David and Kelly just recently wrapped up the organization’s year-end appeal and its fall grant cycle, designating funding directly for animal health care and adoption. The two of them process all the grant applications themselves, noted David, and also donate the time and whatever added funds are needed for administrative costs. Anyone who donates, he said, can do so with the peace of mind that every penny goes directly to animal care.
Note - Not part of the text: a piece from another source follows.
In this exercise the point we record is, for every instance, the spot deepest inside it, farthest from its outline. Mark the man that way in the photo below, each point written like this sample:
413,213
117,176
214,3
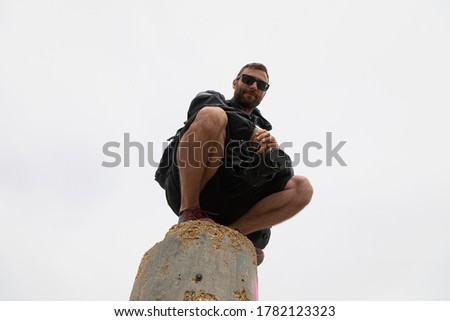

The holiday season often leads to a boost in giving.

“I don’t know if it’s that people recognize it on their taxes,” he said, “or it’s just the spirit of Christmas, helping and giving, seeing animals in need and wanting to help them. We do all the back work. We make sure [donations] go to credible organizations that do awesome work in their communities.”

David Backes (42) is averaging 8:36 of ice time per game for the Bruins this season, his fourth in Boston after a decade with the St. Louis Blues, the last five as team captain.File/Elise Amendola/Associated Press/Associated Press

The next regular-season game for Backes, 35, will be the 943rd of his career, and he’s added 82 more playoff games. He has a touch of gray these days around both ears, and is now an old dog playing on wisdom, in a game full of barking puppies, their legs spring-loaded, energetic tails snapping like little bullwhips.

The Bruins return to work Friday night in Buffalo and it remains to be seen if Backes is back on the job at right wing. For now, the old dog awaits his chance, in a game where wisdom has a way of paying off.